Liz had arranged to be driven the three miles to the little town of Auchterarder, where Hannah was staying. As her car drew up outside the small hotel in the long main street, she saw Hannah standing on the steps. She was casually dressed, but with her usual understated elegance - a sage cotton raincoat, heather-coloured slacks and a fawn jumper with a roll-neck top.

‘Come inside,’ she said. ‘It’s quite quiet at the moment. It’s usually buzzing - the whole peace delegation is staying here, but the others have gone on a trip out this morning. The place isn’t much; not quite the Gleneagles standard. But they do a decent cup of coffee.’

They walked into a gloomy lounge, all dark wood and brown upholstered chairs, where a cheerful young girl in a white lace apron took their order. Liz was surprised to find Hannah, usually the most bubbly of women, quiet and subdued, and Liz wondered if her surroundings were getting her down. But as soon as their coffee arrived, she learned why: Hannah said, ‘Peggy told me all about Danny Kollek. I feel absolutely mortified. How could I have been so taken in?’
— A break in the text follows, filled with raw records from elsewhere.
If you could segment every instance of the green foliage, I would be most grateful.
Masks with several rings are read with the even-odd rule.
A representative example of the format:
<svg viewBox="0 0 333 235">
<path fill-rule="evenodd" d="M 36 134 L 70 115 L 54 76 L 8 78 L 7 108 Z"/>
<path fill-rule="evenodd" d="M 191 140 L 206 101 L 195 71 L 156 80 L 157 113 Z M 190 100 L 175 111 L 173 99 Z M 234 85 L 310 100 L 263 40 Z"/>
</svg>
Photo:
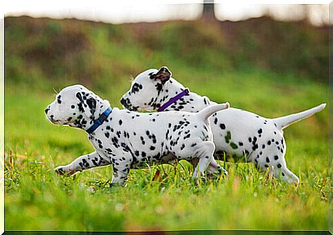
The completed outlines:
<svg viewBox="0 0 333 235">
<path fill-rule="evenodd" d="M 274 30 L 296 36 L 298 25 L 287 24 L 290 29 L 284 32 L 284 25 L 274 23 L 279 25 Z M 279 65 L 277 71 L 266 64 L 253 66 L 260 59 L 257 50 L 267 55 L 264 36 L 245 34 L 247 39 L 242 42 L 233 38 L 239 47 L 245 44 L 242 50 L 231 47 L 225 38 L 233 34 L 218 25 L 6 18 L 5 229 L 326 230 L 332 193 L 327 108 L 284 131 L 286 158 L 300 177 L 298 186 L 271 179 L 252 164 L 223 162 L 220 164 L 228 169 L 227 177 L 194 181 L 192 166 L 181 161 L 133 170 L 126 187 L 110 187 L 112 166 L 73 177 L 54 172 L 55 166 L 93 151 L 83 131 L 56 126 L 45 117 L 44 110 L 55 97 L 53 88 L 57 92 L 73 83 L 83 84 L 120 108 L 130 75 L 167 65 L 191 90 L 264 116 L 328 101 L 327 80 L 318 82 L 308 68 L 300 82 L 293 64 L 290 70 L 280 71 Z M 274 40 L 272 32 L 267 34 Z M 299 37 L 309 37 L 304 34 Z M 283 42 L 290 39 L 286 35 L 278 40 L 287 42 Z M 305 58 L 312 56 L 309 51 L 325 47 L 319 42 L 320 36 L 310 37 L 317 47 L 309 48 Z M 277 66 L 286 62 L 267 60 Z M 161 178 L 156 177 L 157 171 Z"/>
</svg>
‘Oh Hannah, you mustn’t feel that,’ said Liz, with genuine sympathy. ‘You weren’t the only one. And that includes a lot of people who are paid not to be fooled. The important thing is that now you know he’s working against everything you believe in. He’d destroy this conference given half a chance. That’s why it’s so crucial that you let me know at once if he gets in touch with you.’

Hannah nodded, and reaching into her coat pocket put her mobile phone on the table between them. She sighed. ‘So far nothing,’ she said. Her face sagged slightly as she asked, ‘I realise it wasn’t my scintillating personality Danny was attracted to, but what do you think he really wanted?’

Oh dear, thought Liz, she is taking this hard. ‘I don’t know the answer to that. He probably did enjoy your company, you know. But I suppose he was hoping your connection with the peace movement could help him prevent the very thing you’re trying to achieve - peace. But how might he try to do that? That’s what I’m puzzling over at the moment.’